Mr. Lee alleges that he was going to receive X-rays of his chest and neck area following an injury he alleges he suffered on February 8, 2013. The allegations in the motion for preliminary injunction and/or a temporary restraining order are related to the claims asserted in Mr. Brooks' amended Prisoner Complaint. He contends Defendants are obstructing the investigation concerning the events alleged in the amended complaint, and he seeks and immediate transfer because he contends his life is in danger of further harm by Defendants.
"[A] showing of probable irreparable harm is the single most important prerequisite for the issuance of a preliminary injunction." Dominion Video Satellite, Inc. v. Echostar Satellite Corp., 356 F.3d 1256, 1260 (10th Cir. 2004). Thus, Mr. Lee "must first demonstrate that such injury is likely before the other requirements for the issuance of an injunction will be considered." Id.
"To constitute irreparable harm, an injury must be certain, great, actual and not theoretical." Heideman v. S. Salt Lake City, 348 F.3d 1182, 1189 (10th Cir. 2003) (internal quotation marks omitted). Therefore, Mr. Lee "must establish both that harm will occur, and that, when it does, such harm will be irreparable." Vega v. Wiley, 259 F.Appx. 104, 106 (10th Cir. 2007). Furthermore, a party seeking preliminary injunctive relief "must show that the injury complained of is of such imminence that there is a clear and present need for equitable relief to prevent irreparable harm." Heideman, 348 F.3d at 1189 (emphasis in original). A preliminary injunction is only appropriate "to prevent existing or presently threatening injuries. One will not be granted against something merely feared as liable to occur at some indefinite time in the future." Connecticut v. Massachusetts, 282 U.S. 660, 674 (1931).
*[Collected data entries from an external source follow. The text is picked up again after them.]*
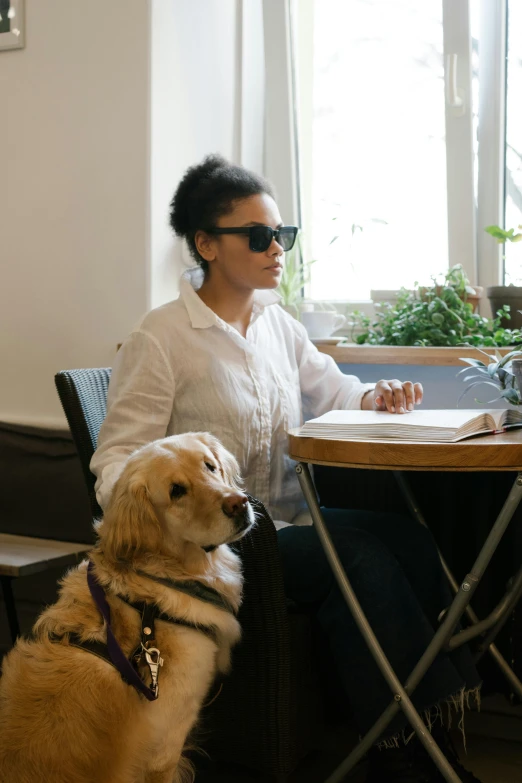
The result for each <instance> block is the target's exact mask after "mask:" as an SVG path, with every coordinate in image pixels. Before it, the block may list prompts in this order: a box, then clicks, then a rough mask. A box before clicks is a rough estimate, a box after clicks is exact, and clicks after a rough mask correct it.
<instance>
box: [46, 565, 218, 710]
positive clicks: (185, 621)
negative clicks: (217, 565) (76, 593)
mask: <svg viewBox="0 0 522 783" xmlns="http://www.w3.org/2000/svg"><path fill="white" fill-rule="evenodd" d="M147 576H148V575H147ZM157 581H159V579H158V580H157ZM162 581H165V582H167V581H169V580H162ZM87 584H88V586H89V590H90V593H91V595H92V598H93V600H94V603H95V604H96V606H97V608H98V609H99V611H100V613H101V615H102V617H103V619H104V620H105V625H106V630H107V643H106V644H105V643H104V642H99V641H94V640H82V639H81V637H80V636H79V635H78V634H75V633H69V634H67V637H68V641H69V644H70V645H71V647H76V648H77V649H80V650H85V651H86V652H89V653H91V654H92V655H96V656H97V657H98V658H101V659H102V660H104V661H107V663H110V664H111V665H112V666H114V668H115V669H116V670H117V671H118V672H119V674H120V676H121V678H122V680H123V681H124V682H125V683H127V684H128V685H132V687H133V688H135V690H137V691H138V693H141V694H143V695H144V696H145V698H146V699H148V700H149V701H155V700H156V699H157V698H158V695H157V688H156V689H153V688H150V687H149V686H148V685H146V684H145V683H144V682H143V680H142V679H141V677H140V675H139V674H138V672H137V670H136V669H135V667H134V665H133V662H137V661H138V660H139V658H140V657H141V654H142V651H143V650H144V649H146V648H148V647H150V646H151V644H153V643H154V635H155V625H154V623H155V620H162V621H163V622H167V623H171V624H172V625H181V626H183V627H185V628H191V629H193V630H195V631H200V632H201V633H204V634H205V636H207V637H208V638H209V639H211V640H212V641H213V642H215V643H216V644H217V642H218V632H217V629H216V627H215V626H210V625H209V626H207V625H198V624H196V623H192V622H190V620H184V619H182V618H181V617H172V616H171V615H169V614H166V613H165V612H161V611H160V610H159V609H158V607H157V606H155V605H154V604H148V603H145V602H144V601H131V600H130V599H129V598H126V597H124V596H122V595H119V594H116V596H117V598H119V599H120V600H121V601H124V603H126V604H127V605H128V606H130V607H131V608H132V609H135V610H136V611H137V612H138V613H139V614H140V617H141V633H140V637H141V638H140V643H139V644H138V646H137V647H136V649H135V650H134V651H133V653H132V654H131V656H130V658H127V656H126V655H125V653H124V652H123V650H122V649H121V647H120V645H119V643H118V641H117V639H116V637H115V636H114V632H113V630H112V626H111V610H110V606H109V604H108V602H107V598H106V596H105V591H104V589H103V587H102V586H101V584H100V583H99V582H98V580H97V579H96V576H95V574H94V564H93V562H92V561H90V562H89V565H88V567H87ZM180 584H185V583H183V582H181V583H180ZM190 584H199V583H190ZM169 586H172V584H170V585H169ZM208 590H209V591H212V592H217V591H213V590H212V588H208ZM217 595H219V593H217ZM196 597H199V596H196ZM202 600H205V599H202ZM223 600H225V599H223ZM212 603H214V601H212ZM62 639H64V636H57V635H55V634H52V635H50V636H49V641H51V642H60V641H62Z"/></svg>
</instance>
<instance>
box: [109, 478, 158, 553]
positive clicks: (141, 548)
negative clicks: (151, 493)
mask: <svg viewBox="0 0 522 783" xmlns="http://www.w3.org/2000/svg"><path fill="white" fill-rule="evenodd" d="M99 535H100V539H101V541H102V546H103V551H104V553H105V554H106V556H107V557H109V558H110V559H111V560H132V559H133V558H135V557H137V556H138V555H141V554H145V553H147V552H154V551H159V549H160V547H161V540H162V536H161V527H160V523H159V521H158V518H157V516H156V513H155V511H154V507H153V505H152V502H151V500H150V496H149V492H148V490H147V487H146V485H145V483H144V482H143V481H142V480H140V479H138V478H137V477H133V478H130V479H127V477H126V475H125V473H123V474H122V476H121V477H120V478H119V479H118V481H117V482H116V484H115V486H114V489H113V492H112V496H111V499H110V502H109V505H108V507H107V511H106V512H105V516H104V518H103V522H102V524H101V526H100V528H99Z"/></svg>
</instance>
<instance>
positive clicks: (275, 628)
mask: <svg viewBox="0 0 522 783" xmlns="http://www.w3.org/2000/svg"><path fill="white" fill-rule="evenodd" d="M110 373H111V371H110V369H85V370H66V371H63V372H59V373H58V374H57V375H56V376H55V383H56V388H57V390H58V394H59V396H60V400H61V403H62V406H63V409H64V411H65V415H66V417H67V421H68V423H69V427H70V429H71V434H72V437H73V440H74V442H75V444H76V448H77V450H78V455H79V457H80V461H81V464H82V468H83V473H84V477H85V482H86V485H87V489H88V492H89V499H90V503H91V510H92V515H93V517H94V518H98V517H100V516H101V514H102V510H101V508H100V506H99V505H98V502H97V500H96V495H95V492H94V482H95V477H94V475H93V474H92V473H91V471H90V469H89V464H90V460H91V457H92V455H93V453H94V450H95V449H96V444H97V439H98V432H99V429H100V426H101V424H102V421H103V419H104V418H105V414H106V399H107V389H108V385H109V380H110ZM251 502H252V503H253V505H254V508H255V510H256V512H258V525H257V526H256V528H255V529H254V531H253V532H252V533H250V534H249V535H248V536H246V537H245V538H243V539H242V540H241V541H240V542H239V543H238V544H237V545H236V548H237V551H238V553H239V555H240V557H241V559H242V563H243V572H244V577H245V590H244V601H243V605H242V608H241V611H240V618H239V619H240V622H241V625H242V628H243V639H242V641H241V643H240V645H238V647H237V648H236V650H235V652H234V658H233V668H232V674H231V675H230V677H229V678H227V679H226V680H225V682H224V686H223V690H222V693H221V694H220V696H219V697H218V698H217V699H216V700H215V701H214V702H213V704H212V705H210V706H209V707H208V708H207V709H206V710H204V713H203V716H202V717H203V720H202V731H201V732H200V734H201V736H198V738H197V740H198V744H200V745H203V746H204V748H205V749H206V750H207V751H208V752H209V753H210V754H211V756H212V757H213V758H216V759H219V760H221V761H225V762H232V763H235V764H239V765H243V766H246V767H250V768H251V769H255V770H256V771H258V772H261V773H262V774H263V775H265V776H267V779H270V780H274V781H284V780H286V777H287V775H288V774H289V773H290V772H292V771H293V770H294V769H295V767H296V766H297V764H298V762H299V761H300V760H301V759H302V758H303V757H304V756H305V755H306V754H307V753H308V752H309V751H310V749H311V748H312V747H313V740H314V738H316V737H317V735H318V733H319V732H318V729H319V726H320V723H321V699H320V695H319V694H320V691H319V687H318V683H317V674H316V669H315V667H314V666H313V665H312V660H313V656H312V639H311V635H312V634H311V623H310V619H309V617H308V616H307V615H306V614H305V613H302V612H299V611H297V610H295V609H292V608H291V607H288V605H287V601H286V598H285V595H284V590H283V581H282V576H281V571H280V565H279V556H278V549H277V537H276V532H275V528H274V524H273V522H272V520H271V518H270V516H269V514H268V513H267V511H266V509H265V508H264V506H263V504H262V503H261V502H260V501H258V500H256V499H255V498H251Z"/></svg>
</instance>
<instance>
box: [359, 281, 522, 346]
mask: <svg viewBox="0 0 522 783" xmlns="http://www.w3.org/2000/svg"><path fill="white" fill-rule="evenodd" d="M468 286H469V281H468V279H467V277H466V275H465V273H464V271H463V269H462V267H461V266H456V267H453V268H452V269H449V270H448V272H447V273H446V275H445V276H444V280H443V282H442V283H439V282H437V279H436V278H433V285H432V286H431V287H420V286H419V285H418V283H415V287H414V289H413V291H407V290H406V289H402V290H401V292H400V294H399V298H398V300H397V302H396V303H394V304H390V303H384V304H382V305H380V306H379V305H376V311H377V312H376V316H375V317H374V318H373V319H372V318H370V317H369V316H366V315H364V314H363V313H360V312H354V313H352V314H351V318H350V320H351V322H352V325H353V332H352V339H354V342H356V343H358V344H363V343H367V344H368V343H369V344H371V345H413V346H415V345H416V346H457V345H462V344H468V345H473V346H507V345H516V344H517V343H522V332H521V331H519V330H513V329H505V328H502V327H501V325H500V319H501V318H502V317H504V316H505V315H509V307H507V306H506V307H503V308H501V310H500V311H499V312H498V313H497V316H496V318H494V319H490V318H485V317H483V316H481V315H480V314H479V313H475V312H474V311H473V306H472V304H471V303H470V302H469V301H467V291H466V288H467V287H468ZM472 290H473V289H472Z"/></svg>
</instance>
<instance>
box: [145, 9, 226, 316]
mask: <svg viewBox="0 0 522 783" xmlns="http://www.w3.org/2000/svg"><path fill="white" fill-rule="evenodd" d="M238 18H239V6H238V3H236V0H197V2H196V1H195V0H174V1H173V0H154V2H153V3H152V47H151V55H152V57H151V63H152V68H151V87H152V89H151V118H152V121H151V261H152V267H151V280H152V291H151V306H152V307H156V306H157V305H160V304H163V303H164V302H166V301H169V300H170V299H173V298H174V297H176V296H177V294H178V290H179V289H178V281H179V275H180V272H181V270H182V269H183V268H184V267H185V266H187V264H188V265H191V263H193V262H190V257H189V255H188V253H187V252H186V249H185V248H183V249H182V247H181V243H180V242H178V241H177V240H176V239H175V238H174V237H173V234H172V230H171V228H170V227H169V225H168V210H169V203H170V201H171V199H172V196H173V192H174V189H175V186H176V184H177V183H178V182H179V180H180V179H181V177H182V176H183V173H184V171H185V170H186V169H187V167H188V166H190V165H193V164H194V163H198V162H199V161H200V160H201V159H202V158H203V157H204V156H205V155H208V154H209V153H211V152H219V153H221V154H222V155H224V156H225V157H226V158H228V159H231V160H235V159H237V144H238V138H237V137H238V121H237V110H238V106H237V102H238V99H237V96H238V87H239V79H238V46H239V42H238Z"/></svg>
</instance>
Mr. Lee fails to demonstrate, clearly and unequivocally, that he is entitled to preliminary injunctive relief. In particular, Mr. Lee fails to allege specific facts that demonstrate he will suffer future injury that is irreparable if no preliminary injunction is issued. The preliminary injunctive relief he seeks with respect to the investigation into the physical injury he alleges does not implicate injuries that are irreparable. Even with respect to the alleged need for a transfer because he believes his life is in danger, Mr. Lee fails to "show that the injury complained of is of such imminence that there is a clear and present need for equitable relief to prevent irreparable harm." Heideman, 348 F.3d at 1189. Therefore, the motion for preliminary injunctive relief will be denied.
Accordingly, it is
ORDERED that the document titled "Order to Show Cause for an [sic] Preliminary [Injunction] and/or Temporary Restraining Order" (ECF No. 5) that Plaintiff, Mario Anton Lee, filed on July 16, 2013, and which the Court has construed liberally as a motion for a preliminary injunction and/or a temporary restraining order, is denied.